President gives pharmacies a delay as Medicare DME requirements loom

NEW YORK It’s like “Whack-a-Mole,” that game-arcade exercise in quick reflexes and frustration.


We’re talking, of course, about the endless policy and regulatory challenges that pop out of the federal agencies and the sausage-making of congressional legislation. What with the hurdles thrown up in front of retail pharmacy by Medicare and Medicaid reimbursement, shifting health-reform proposals, managed care, HIPAA privacy and documentation rules, controlled-substance reporting requirements, etc., a new “mole” seems to emerge almost weekly.



The latest, of course, is the pending roadblocks thrown up by the Centers for Medicare & Medicaid Services to regulate the sale of DMEPOS, otherwise known in government parlance as durable medical equipment, prosthetics, orthotics and supplies.



The new rules are a legacy of the Bush administration, but they haven’t gone away. For roughly three years, chain and independent pharmacies have fought to head off new and more stringent rules from CMS governing the sale of DMEPOS to seniors enrolled in the Medicare Part B program. As originally proposed by CMS in 2006, those rules would require retail pharmacists – unlike other health professionals – to gain certification for the right to sell and distribute supplies under Medicare Part B, including even diabetes testing strips and other products. The new rules also called for the establishment of a very expensive surety bond requirement for anyone engaged in the sale of the products.



Since the rules were first proposed, Congress has acted to ease the requirements somewhat by passing the Medicare Improvements for Patients and Providers Act, which excludes diabetes testing supplies from new competitive bidding requirements. CMS, however, responded with interim final rules aimed at effectively expanding competitive bidding to again include diabetes supplies sold at retail, and also proposed including diabetic supplies in a Medicare mail order program.
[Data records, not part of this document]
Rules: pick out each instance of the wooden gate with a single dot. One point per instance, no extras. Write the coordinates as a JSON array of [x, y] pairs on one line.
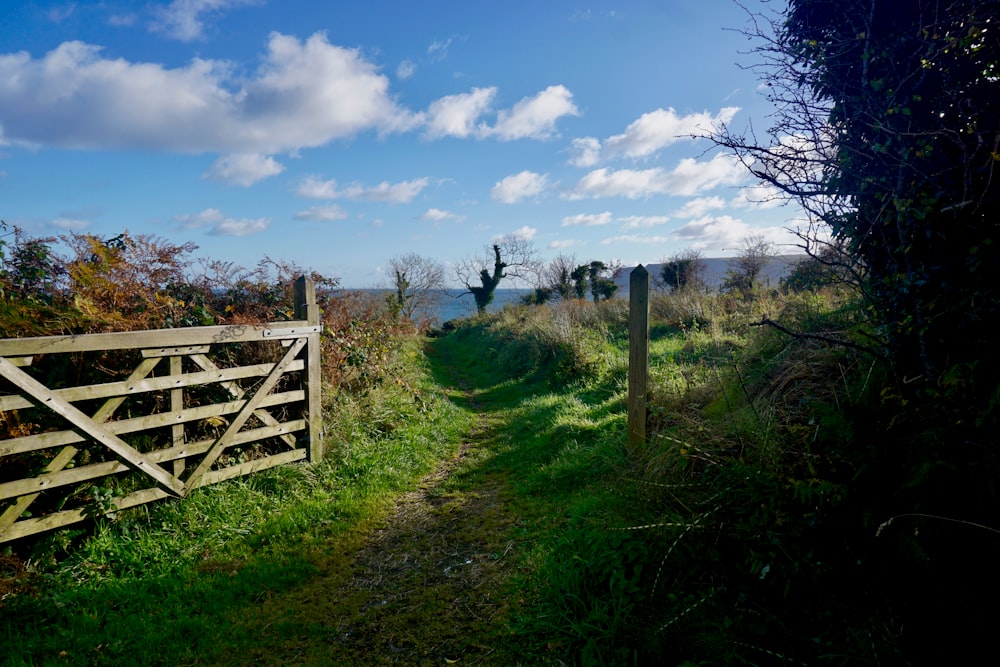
[[194, 413]]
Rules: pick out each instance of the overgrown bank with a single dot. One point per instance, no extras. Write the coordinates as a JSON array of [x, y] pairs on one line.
[[780, 514]]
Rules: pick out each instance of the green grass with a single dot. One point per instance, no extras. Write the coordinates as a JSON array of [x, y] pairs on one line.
[[163, 584], [746, 531]]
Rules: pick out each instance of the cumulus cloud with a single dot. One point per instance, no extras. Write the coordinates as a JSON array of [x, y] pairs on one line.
[[182, 19], [519, 186], [437, 215], [534, 117], [687, 179], [70, 224], [587, 219], [303, 94], [758, 196], [329, 213], [645, 221], [648, 134], [438, 51], [696, 208], [393, 193], [586, 152], [457, 115], [525, 233], [244, 169], [406, 69], [218, 224], [635, 238], [715, 232]]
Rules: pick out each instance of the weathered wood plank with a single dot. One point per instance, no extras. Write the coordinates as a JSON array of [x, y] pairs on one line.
[[64, 457], [138, 386], [255, 402], [237, 391], [27, 527], [176, 351], [159, 338], [13, 512], [30, 443], [307, 309], [95, 430], [55, 476]]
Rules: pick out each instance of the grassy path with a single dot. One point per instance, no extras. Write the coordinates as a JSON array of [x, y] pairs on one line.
[[427, 583], [471, 534]]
In addition, CMS issued a DMEPOS final rule that would have required pharmacies to obtain a surety bond to continue selling DMEPOS. And it isn’t cheap: the rule calls for pharmacy operators to post a $50,000 bond with CMS for every pharmacy outlet that supplies those products to Medicare patients under Part B.


Needless to say, it’s an expensive proposition, both for single-store independents struggling to stay profitable amid meager third-party prescription reimbursements, and for chains that may have to post insurance policies for every store selling diabetic supplies.



Considering the rules even include diabetic testing strips, how many of a pharmacy chain’s stores could be affected? Say, all of them?



That’s why pharmacy leaders are celebrating the enactment this week of H.R. 3663. It’s only a temporary reprieve, but the new law, signed by the president Oct. 13, shields community pharmacies from the new accreditation and bonding requirements through the end of this year.



That’s only two and a half months. Between now and then, the retail pharmacy lobby is pinning its hopes on supportive members of Congress. They must enact legislation to end, once and for all, this absurd exercise in redundant, excessive government regulation of a profession already fully licensed and qualified to supply pharmacy patients with the diabetic supplies and other health aids they need.